Fortunately, he is sober today. Six months later, new patients stole the centre’s TVs, decks and other property, sold it and vanished in the nearby slum to drink.
“Marvin has been drinking for a long time inside his room,” Ivan whispered to me in a session. I was shocked because Marvin always looked sober. “No. He drinks at night when you have all gone away.” Ivan said. I was a counsellor in the serenity centre at that time and this was our most difficult group. We searched Marvin’s room and found packets of Tyson waragi hidden inside a juice container!
He was expelled. A week later, we discovered the five patients, including Ivan, had been drinking for the entire three months they were on treatment! Their families paid sh40,000 a day for their treatment.

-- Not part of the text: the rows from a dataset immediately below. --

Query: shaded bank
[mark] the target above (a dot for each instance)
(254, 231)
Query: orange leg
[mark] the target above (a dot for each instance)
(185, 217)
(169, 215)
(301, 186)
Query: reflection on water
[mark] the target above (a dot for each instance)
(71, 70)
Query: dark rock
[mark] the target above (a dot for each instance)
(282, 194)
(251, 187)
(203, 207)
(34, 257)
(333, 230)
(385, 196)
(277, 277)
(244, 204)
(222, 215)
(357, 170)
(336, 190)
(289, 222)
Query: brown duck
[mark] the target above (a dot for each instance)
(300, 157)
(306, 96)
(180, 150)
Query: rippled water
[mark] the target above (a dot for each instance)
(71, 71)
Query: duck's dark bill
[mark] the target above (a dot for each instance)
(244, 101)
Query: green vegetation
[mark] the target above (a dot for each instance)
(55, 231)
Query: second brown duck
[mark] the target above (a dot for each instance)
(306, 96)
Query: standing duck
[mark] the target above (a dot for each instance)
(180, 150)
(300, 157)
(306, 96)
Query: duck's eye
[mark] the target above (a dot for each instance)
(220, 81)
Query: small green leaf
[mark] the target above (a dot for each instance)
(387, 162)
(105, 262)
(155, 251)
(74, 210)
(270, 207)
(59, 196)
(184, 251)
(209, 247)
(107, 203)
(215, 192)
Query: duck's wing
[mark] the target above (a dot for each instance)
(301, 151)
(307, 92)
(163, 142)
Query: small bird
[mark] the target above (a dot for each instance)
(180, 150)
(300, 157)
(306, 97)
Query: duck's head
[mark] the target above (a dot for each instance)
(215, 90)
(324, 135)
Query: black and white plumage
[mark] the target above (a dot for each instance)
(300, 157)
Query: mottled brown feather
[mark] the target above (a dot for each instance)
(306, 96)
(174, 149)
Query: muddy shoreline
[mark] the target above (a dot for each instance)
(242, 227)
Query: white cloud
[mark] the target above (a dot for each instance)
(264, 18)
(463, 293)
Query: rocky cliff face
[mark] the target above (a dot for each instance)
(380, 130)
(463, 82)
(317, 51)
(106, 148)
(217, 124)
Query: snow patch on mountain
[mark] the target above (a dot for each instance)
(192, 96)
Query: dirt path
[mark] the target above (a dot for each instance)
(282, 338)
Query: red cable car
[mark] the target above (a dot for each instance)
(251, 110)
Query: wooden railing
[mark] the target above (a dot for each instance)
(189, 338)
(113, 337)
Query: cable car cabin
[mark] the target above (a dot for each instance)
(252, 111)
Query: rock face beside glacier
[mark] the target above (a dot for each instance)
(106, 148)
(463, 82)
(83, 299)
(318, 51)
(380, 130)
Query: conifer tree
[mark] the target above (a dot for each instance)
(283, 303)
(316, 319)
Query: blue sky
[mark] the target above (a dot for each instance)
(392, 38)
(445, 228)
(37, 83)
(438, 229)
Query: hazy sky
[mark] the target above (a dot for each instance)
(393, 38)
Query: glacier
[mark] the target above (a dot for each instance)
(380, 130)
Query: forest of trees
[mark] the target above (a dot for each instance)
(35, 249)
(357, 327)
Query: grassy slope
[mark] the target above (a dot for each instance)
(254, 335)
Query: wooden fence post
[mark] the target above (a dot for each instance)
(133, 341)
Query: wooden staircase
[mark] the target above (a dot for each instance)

We searched the centre and found a huge polythene bag of Tyson packets, securely hidden in the drainage system! They had bribed the neighbour’s housegirl to smuggle in the booze through the drainage. A female client also confessed that her husband was smuggling bottles of booze for her into the centre! They were all expelled.
Treating addicts is more difficult than most people imagine. Once in a while, a client flips over the wall and vanishes. They have to be searched frequently and escorted everywhere. Their visitors have to be searched and workers at the centre monitored because they can smuggle in alcohol and drugs. In such a setting, a therapist also needs the skills of a criminal investigation expertise.